Edited June 7, 2013 by EAMom

[mdmom]

I would have his IGG levels (subclasses 1-4 and total IGG) tested. If they are low, this suggests an immune deficiency.

 

The fact that he has been sick often suggests a primary immune deficiency. Many children with PANS/PANDAS also have an immune deficiency.

 

check out this website: www.primaryimmune.org

 

 

[Mayzoo]

The genetic testing can be done without a doctor at several places. The one I am familiar with is 23andme. It costs 99.00 for the first person and 79.00 each for everyone else you want to test IF you pay all at once. It is a spit test not blood.

 

https://www.23andme.com/

 

It would be helpful to get everyone in the family swabbed for strep to make sure it is not a contributing factor now.

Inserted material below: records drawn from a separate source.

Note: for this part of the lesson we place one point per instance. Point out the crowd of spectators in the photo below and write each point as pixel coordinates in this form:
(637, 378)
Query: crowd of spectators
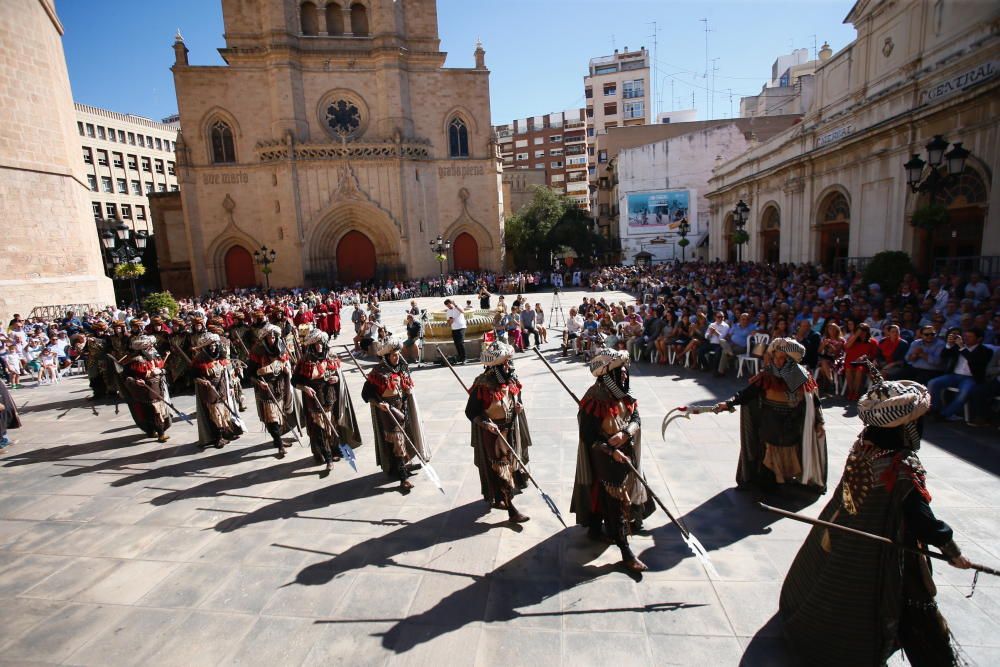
(708, 317)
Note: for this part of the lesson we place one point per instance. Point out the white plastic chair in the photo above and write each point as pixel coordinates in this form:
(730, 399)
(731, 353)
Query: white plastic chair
(749, 359)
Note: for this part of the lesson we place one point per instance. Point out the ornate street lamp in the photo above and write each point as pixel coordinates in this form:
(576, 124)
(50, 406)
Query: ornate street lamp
(684, 228)
(440, 248)
(935, 180)
(741, 214)
(122, 247)
(264, 257)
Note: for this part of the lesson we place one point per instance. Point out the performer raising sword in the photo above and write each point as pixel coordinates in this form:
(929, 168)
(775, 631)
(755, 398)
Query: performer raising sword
(606, 492)
(497, 412)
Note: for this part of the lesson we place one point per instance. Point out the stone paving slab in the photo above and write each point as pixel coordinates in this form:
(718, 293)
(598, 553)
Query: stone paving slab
(118, 550)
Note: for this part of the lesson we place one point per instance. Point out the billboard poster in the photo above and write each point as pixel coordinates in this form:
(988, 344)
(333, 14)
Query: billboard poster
(657, 211)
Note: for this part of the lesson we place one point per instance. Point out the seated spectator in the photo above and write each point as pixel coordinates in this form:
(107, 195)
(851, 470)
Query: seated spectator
(810, 340)
(414, 332)
(923, 358)
(858, 345)
(970, 358)
(735, 341)
(892, 352)
(831, 354)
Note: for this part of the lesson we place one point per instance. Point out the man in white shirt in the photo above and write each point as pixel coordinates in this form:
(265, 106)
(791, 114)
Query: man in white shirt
(456, 319)
(574, 326)
(717, 331)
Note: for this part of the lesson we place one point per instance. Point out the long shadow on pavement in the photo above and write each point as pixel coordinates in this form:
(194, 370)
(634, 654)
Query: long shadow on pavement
(63, 452)
(724, 519)
(341, 492)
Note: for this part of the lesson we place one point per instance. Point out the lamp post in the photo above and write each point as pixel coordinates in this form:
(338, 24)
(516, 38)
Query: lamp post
(740, 215)
(123, 246)
(683, 229)
(264, 257)
(934, 181)
(440, 248)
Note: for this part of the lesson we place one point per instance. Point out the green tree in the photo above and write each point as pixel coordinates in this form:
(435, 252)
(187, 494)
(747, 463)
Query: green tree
(887, 268)
(153, 303)
(547, 222)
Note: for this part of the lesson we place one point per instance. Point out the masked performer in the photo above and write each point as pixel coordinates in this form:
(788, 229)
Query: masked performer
(100, 372)
(781, 423)
(178, 372)
(327, 409)
(495, 409)
(271, 373)
(218, 423)
(849, 600)
(389, 392)
(145, 387)
(607, 496)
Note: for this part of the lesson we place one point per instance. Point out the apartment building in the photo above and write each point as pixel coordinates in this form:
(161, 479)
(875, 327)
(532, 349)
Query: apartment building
(125, 158)
(554, 142)
(618, 94)
(791, 88)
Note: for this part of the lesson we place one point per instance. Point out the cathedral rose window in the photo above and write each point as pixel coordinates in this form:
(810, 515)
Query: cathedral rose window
(343, 117)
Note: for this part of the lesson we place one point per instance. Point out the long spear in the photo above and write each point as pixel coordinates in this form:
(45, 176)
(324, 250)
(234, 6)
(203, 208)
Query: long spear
(425, 466)
(548, 500)
(696, 547)
(877, 538)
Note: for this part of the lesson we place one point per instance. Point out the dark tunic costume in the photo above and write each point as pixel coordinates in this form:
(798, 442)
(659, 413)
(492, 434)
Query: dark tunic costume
(146, 401)
(849, 600)
(607, 493)
(268, 364)
(492, 399)
(100, 371)
(393, 386)
(329, 417)
(779, 442)
(218, 422)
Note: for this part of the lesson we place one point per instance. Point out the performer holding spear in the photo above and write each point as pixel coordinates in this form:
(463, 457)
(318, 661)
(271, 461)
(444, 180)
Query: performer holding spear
(497, 414)
(388, 389)
(609, 488)
(850, 598)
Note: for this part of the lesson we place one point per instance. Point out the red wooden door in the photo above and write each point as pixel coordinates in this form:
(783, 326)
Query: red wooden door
(239, 268)
(466, 253)
(355, 258)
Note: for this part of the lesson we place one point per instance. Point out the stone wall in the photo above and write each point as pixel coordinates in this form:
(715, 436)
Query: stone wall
(49, 250)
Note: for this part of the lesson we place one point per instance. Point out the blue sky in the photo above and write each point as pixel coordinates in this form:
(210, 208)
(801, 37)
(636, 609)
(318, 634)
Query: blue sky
(119, 51)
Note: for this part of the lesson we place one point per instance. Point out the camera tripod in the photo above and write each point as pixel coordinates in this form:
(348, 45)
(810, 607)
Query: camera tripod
(556, 311)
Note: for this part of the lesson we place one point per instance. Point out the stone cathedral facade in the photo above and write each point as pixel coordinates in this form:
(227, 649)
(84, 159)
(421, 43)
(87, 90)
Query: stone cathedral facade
(335, 136)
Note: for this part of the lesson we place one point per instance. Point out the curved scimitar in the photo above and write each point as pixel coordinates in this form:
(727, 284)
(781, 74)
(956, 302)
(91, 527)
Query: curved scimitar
(683, 413)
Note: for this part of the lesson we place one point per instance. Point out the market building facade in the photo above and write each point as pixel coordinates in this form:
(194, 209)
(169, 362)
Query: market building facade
(833, 189)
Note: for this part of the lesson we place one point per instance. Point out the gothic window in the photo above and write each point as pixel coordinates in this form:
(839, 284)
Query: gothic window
(837, 209)
(359, 20)
(310, 20)
(343, 117)
(458, 138)
(223, 149)
(334, 19)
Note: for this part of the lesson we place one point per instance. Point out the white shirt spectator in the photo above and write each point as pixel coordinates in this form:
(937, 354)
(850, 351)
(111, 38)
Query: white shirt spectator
(457, 316)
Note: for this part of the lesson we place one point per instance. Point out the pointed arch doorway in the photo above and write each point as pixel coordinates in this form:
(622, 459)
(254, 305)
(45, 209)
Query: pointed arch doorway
(466, 253)
(239, 268)
(355, 258)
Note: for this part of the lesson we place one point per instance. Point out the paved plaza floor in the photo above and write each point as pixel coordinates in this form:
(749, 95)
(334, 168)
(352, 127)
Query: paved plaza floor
(115, 550)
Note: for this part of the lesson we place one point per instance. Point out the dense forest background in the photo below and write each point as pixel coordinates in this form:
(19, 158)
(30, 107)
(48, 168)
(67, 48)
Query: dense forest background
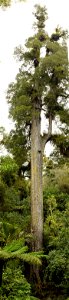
(24, 273)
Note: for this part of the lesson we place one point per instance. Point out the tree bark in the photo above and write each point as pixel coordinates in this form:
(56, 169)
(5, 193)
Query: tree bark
(36, 182)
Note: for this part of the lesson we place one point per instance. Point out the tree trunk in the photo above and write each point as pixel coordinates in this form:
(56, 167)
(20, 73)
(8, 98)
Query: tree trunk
(1, 270)
(36, 182)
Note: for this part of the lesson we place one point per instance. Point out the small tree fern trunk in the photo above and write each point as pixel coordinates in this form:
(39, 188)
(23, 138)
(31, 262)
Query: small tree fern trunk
(36, 182)
(1, 270)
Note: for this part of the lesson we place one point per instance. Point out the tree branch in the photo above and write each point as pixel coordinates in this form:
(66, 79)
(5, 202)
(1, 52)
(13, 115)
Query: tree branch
(47, 136)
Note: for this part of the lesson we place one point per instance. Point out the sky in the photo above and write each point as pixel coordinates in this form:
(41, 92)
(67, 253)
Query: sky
(15, 27)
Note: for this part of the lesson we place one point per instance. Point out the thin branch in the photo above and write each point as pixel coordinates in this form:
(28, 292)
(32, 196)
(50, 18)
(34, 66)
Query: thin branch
(47, 136)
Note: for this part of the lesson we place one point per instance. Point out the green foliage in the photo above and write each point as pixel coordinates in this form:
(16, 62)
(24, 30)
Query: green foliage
(8, 170)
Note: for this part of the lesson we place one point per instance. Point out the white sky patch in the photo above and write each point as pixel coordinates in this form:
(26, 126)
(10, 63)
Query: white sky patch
(15, 26)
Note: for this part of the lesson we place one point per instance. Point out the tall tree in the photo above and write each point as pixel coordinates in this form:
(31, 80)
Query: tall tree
(41, 85)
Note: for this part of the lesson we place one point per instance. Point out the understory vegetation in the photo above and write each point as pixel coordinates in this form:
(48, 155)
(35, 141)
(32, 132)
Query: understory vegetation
(16, 258)
(34, 189)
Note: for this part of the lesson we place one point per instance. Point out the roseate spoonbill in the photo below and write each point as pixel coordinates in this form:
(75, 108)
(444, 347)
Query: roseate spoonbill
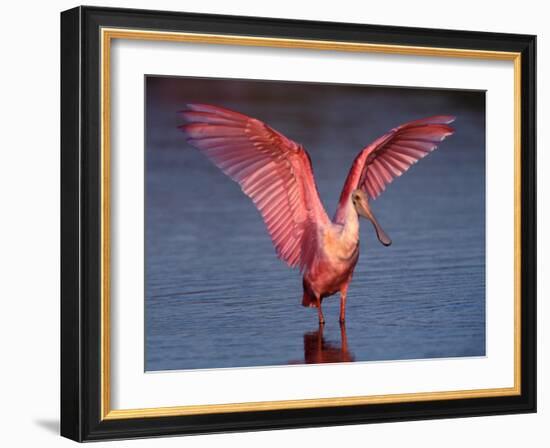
(276, 173)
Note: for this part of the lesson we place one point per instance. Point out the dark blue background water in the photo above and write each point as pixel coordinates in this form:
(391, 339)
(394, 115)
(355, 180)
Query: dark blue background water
(216, 295)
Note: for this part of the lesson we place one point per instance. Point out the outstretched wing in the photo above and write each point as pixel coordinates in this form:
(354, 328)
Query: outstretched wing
(272, 170)
(392, 154)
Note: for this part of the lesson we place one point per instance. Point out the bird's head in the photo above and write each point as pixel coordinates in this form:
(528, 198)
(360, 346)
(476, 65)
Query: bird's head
(362, 207)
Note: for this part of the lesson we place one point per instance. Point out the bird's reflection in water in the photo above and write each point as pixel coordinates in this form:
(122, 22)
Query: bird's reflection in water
(318, 350)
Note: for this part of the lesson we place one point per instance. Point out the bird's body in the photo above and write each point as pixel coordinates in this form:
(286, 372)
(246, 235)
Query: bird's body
(276, 173)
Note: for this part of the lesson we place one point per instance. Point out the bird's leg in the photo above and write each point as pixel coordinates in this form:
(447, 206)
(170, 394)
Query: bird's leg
(319, 310)
(343, 337)
(343, 296)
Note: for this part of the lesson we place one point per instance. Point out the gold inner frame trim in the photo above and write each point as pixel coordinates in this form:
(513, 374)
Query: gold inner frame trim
(107, 35)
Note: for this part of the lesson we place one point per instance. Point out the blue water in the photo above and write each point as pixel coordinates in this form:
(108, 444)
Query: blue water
(216, 295)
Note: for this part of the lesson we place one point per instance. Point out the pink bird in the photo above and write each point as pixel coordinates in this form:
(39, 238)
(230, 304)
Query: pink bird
(276, 173)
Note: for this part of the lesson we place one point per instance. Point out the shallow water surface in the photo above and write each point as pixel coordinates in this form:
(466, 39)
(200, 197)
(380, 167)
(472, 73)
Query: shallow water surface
(217, 296)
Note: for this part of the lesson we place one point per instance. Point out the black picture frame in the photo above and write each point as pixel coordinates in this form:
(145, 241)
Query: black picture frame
(81, 224)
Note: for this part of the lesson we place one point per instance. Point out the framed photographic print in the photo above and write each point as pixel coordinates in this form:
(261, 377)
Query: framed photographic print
(274, 224)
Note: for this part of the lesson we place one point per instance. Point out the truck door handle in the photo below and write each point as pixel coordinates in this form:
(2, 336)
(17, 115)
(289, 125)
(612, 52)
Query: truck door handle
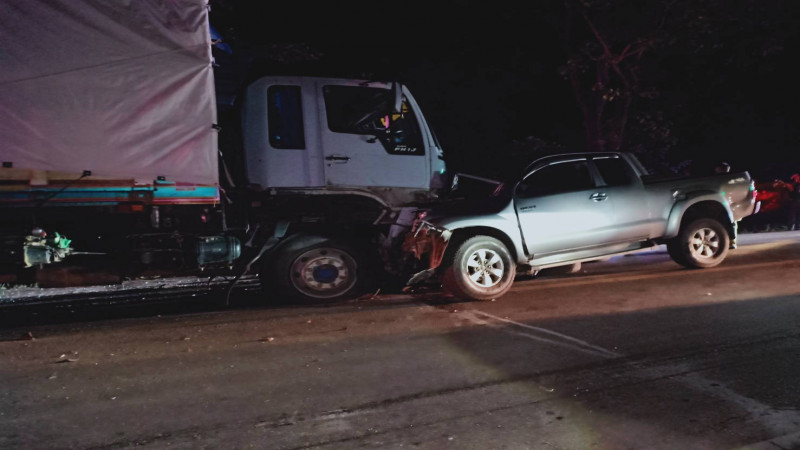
(339, 158)
(598, 196)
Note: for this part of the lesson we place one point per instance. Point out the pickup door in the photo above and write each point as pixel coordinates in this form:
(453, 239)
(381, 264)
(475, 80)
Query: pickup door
(561, 209)
(633, 216)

My daughter, and many others here, can have strep without any physical signs, but the behavioural signs are quite evident.

 

I agree you need to get his IGG levels checked.

[Milleraj211]

Thanks so much for all the comments and suggestions. IgG subclasses were checked. They were IgG 1 - 371, 2- 107, 3 - 31, 4 - 4.3. Dd and I just had sore throats last week with small rashes on our backs. So last week three of the four of us were swabbed for strep, both quick and 48 hr culture, including my son. All came back negative. I will look into NC doctor as well as testing suggestion.

[Milleraj211]

One thing we did find was that his kappa and lambda light chain values were both low, although the ratio was in the normal range. Does anyone know what this means?

[PowPow]

Too young for the NIH ivig study, right? A sibling with strep would count!

[Milleraj211]

Just ordered the 23andme test kit. Thanks. Wondering if anyone has found Amy Yasko's protocol to be relevant for their pandas child? Thanks.

[jferinga]

Have you had any luck with Kaiser? We have them in California and are struggling also.